這道題我們使用bandit13用戶登陸的，但是題目說需要我們用bandit14用戶登陸才能查看密碼，并且給了我們ssh的私鑰，那么我們就可以利用ssh -i參數指定私鑰進行登陸

ssh -i sshkey.private bandit14@localhost

登陸之后

cat  /etc/bandit_pass/bandit14

bandit13

Level 14 → Level 15

• Level Goal
  The password for the next level can be retrieved by submitting the password of the current level to port 30000 on localhost.

根據題目要求我們要把這關的密碼提交到localhost的30000端口上，那么我就想到了用telnet連接到本地的30000端口上，然后把這關的密碼發送過去

Level 15 → Level 16

• Level Goal
  The password for the next level can be retrieved by submitting the password of the current level to port 30001 on localhost using SSL encryption.

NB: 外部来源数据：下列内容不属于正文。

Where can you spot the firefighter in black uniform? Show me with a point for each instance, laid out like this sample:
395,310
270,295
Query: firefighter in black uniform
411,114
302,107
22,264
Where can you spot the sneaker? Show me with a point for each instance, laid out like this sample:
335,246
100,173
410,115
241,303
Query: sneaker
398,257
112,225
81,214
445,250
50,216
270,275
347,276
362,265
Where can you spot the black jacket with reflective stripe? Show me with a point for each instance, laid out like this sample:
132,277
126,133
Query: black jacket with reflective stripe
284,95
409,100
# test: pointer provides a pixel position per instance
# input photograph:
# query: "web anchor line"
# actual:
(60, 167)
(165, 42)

Helpful note: Getting “HEARTBEATING” and “Read R BLOCK”? Use -ign_eof and read the “CONNECTED COMMANDS” section in the manpage. Next to ‘R’ and ‘Q’, the ‘B’ command also works in this version of that command…

這道題用openssl命令
這個命令不太常用，直接openssl help查看幫助，發現命令openssl s_client help
根據幫助找到登陸命令

openssl s_client -connect localhost:30001

將本關的密碼發送過去，發現

Level 16 → Level 17

• Level Goal
  The credentials for the next level can be retrieved by submitting the password of the current level to a port on localhost in the range 31000 to 32000. First find out which of these ports have a server listening on them. Then find out which of those speak SSL and which don’t. There is only 1 server that will give the next credentials, the others will simply send back to you whatever you send to it.

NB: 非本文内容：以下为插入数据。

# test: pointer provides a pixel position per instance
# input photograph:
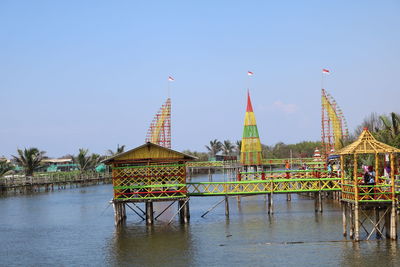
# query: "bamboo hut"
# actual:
(363, 200)
(146, 174)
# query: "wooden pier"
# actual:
(153, 173)
(20, 184)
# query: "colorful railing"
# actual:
(297, 161)
(380, 192)
(263, 186)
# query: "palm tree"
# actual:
(227, 148)
(30, 159)
(390, 132)
(238, 146)
(85, 161)
(120, 149)
(215, 147)
(5, 168)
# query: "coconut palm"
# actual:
(85, 161)
(5, 168)
(120, 149)
(29, 159)
(390, 132)
(215, 147)
(238, 146)
(227, 148)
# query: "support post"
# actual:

這道題做完之后感覺挺有意思的，首先看了一下題目要求，其實我是一臉懵逼的，本來想netstat看一下的，結果發現沒權限。。。然后我就隨手一發ps aux之后，發現有個nmap的進程，給了我靈感。。。

nmap localhost -p 31000-32000

有5個端口，但是題目說錯誤的端口是你發啥它回啥，于是測試了一下發現有兩個端口可能是正確的，分別是31518和31790，題目又說了存在ssl服務，于是再挨個測試了一下

openssl s_client -connect localhost:31518
openssl s_client -connect localhost:31790

發現31790是正確的

發現它返回了一個類似ssh私鑰的文件，然后果斷保存到一個文件中ssh.priv，這里需要在/tmp目錄下創建一個自己的目錄，才能寫入到文件中，因為有權限管理。
再利用上一關的知識

ssh -i /tmp/bandit16/ssh.priv bandit17@localhost

成功登陸，密碼在/etc/bandit_pass/bandit17
密碼xLYVMN9WE5zQ5vHacb0sZEVqbrp7nBTn

Level 17 → Level 18

• Level Goal
  There are 2 files in the homedirectory: passwords.old and passwords.new. The password for the next level is in passwords.new and is the only line that has been changed between passwords.old and passwords.new

NOTE: if you have solved this level and see ‘Byebye!’ when trying to log into bandit18, this is related to the next level, bandit19

這種比較新舊的問題肯定是用diff命令了

diff passwords.old passwords.new

Level 18 → Level 19

• Level Goal
  The password for the next level is stored in a file readme in the homedirectory. Unfortunately, someone has modified .bashrc to log you out when you log in with SSH.

這道題我們正常登陸的話

ssh bandit18@bandit.labs.overthewire.org -p2220

然后我們就發現直接斷開了

其實我們在ssh登陸的時候可以直接后面跟上命令，雖然被斷開了，但是命令還是可以執行的，我們在后面加上cat readme，照常輸入上一關的密碼，下一關的密碼就會顯示出來的

Level 19 → Level 20

• Level Goal
  To gain access to the next level, you should use the setuid binary in the homedirectory. Execute it without arguments to find out how to use it. The password for this level can be found in the usual place (/etc/bandit_pass), after you have used the setuid binary.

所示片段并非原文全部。